This is a fascinating example of the potential consequences of American bank depositors failing to understand what their bank deposits are:
Leading US banks have warned that they could start charging companies and consumers for deposits if the US Federal Reserve cuts the interest it pays on bank reserves. Depositors already have to cope with near-zero interest rates, but paying just to leave money in the bank would be highly unusual and unwelcome for companies and households.
This is akin to the credit card company paying you for the privilege of borrowing their money. It should also eliminate any last vestige of belief in the idea that the Federal Reserve, the Congress, or the banks have any capacity for putting either the economy or the American people before their own short-term pecuniary interests.
Just to make it clear, your bank deposit is a loan you make to the bank.
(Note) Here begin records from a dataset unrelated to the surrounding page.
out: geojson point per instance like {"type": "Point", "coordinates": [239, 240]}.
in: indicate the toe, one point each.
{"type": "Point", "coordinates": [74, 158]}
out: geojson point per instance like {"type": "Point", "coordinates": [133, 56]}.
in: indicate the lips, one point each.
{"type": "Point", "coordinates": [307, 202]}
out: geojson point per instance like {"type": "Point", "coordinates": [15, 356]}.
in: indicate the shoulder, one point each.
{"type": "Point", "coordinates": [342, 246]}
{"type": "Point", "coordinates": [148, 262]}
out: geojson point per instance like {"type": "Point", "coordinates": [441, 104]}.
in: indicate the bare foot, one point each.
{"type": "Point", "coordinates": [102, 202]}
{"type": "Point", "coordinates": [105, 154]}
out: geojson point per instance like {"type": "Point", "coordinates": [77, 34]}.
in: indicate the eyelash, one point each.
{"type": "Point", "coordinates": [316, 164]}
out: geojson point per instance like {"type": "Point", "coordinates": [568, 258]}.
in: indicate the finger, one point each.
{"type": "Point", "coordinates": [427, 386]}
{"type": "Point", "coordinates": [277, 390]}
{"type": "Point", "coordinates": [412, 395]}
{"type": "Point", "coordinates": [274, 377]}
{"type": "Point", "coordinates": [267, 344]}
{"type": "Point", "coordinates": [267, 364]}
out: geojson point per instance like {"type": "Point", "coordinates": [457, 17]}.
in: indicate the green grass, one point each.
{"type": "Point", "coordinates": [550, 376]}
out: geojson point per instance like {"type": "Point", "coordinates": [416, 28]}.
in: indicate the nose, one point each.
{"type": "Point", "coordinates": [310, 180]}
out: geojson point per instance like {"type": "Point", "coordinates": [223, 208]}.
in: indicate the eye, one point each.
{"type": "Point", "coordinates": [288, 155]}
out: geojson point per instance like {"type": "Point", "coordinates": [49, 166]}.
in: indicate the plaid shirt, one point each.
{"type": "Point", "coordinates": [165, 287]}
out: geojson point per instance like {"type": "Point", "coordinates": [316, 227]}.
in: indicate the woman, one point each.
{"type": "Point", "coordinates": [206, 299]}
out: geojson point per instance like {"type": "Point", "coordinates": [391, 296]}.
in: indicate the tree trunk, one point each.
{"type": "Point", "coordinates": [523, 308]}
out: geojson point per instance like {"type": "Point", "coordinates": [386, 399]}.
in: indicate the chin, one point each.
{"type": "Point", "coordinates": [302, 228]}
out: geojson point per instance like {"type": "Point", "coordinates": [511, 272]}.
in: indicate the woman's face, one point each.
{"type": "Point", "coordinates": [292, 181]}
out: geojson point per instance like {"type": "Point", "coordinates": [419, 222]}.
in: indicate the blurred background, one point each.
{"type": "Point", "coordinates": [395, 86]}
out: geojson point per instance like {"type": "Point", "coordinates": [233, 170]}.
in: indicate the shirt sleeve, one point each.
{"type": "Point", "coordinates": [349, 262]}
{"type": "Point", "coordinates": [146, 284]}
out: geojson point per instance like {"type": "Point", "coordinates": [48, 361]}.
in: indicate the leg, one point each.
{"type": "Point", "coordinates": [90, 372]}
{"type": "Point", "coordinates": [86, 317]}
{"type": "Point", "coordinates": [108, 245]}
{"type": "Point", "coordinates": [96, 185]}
It is an unsecured loan that the bank can utilize in any way it pleases, and since it is unsecured, if the bank happens to lose the money by making bad investments or spending it on cocaine and expensive hookers, you have no legal recourse. This is why John Corzine is not only not in jail, but hasn’t even been charged with a crime; he didn’t commit one.
It’s not stealing if you’re dumb enough to give them the money in return for an unsecured promise to pay it back so long as you ask for it before they don’t have it on hand.
And note that this is bank industry opposition to a rate cut, not the much-feared rate increase.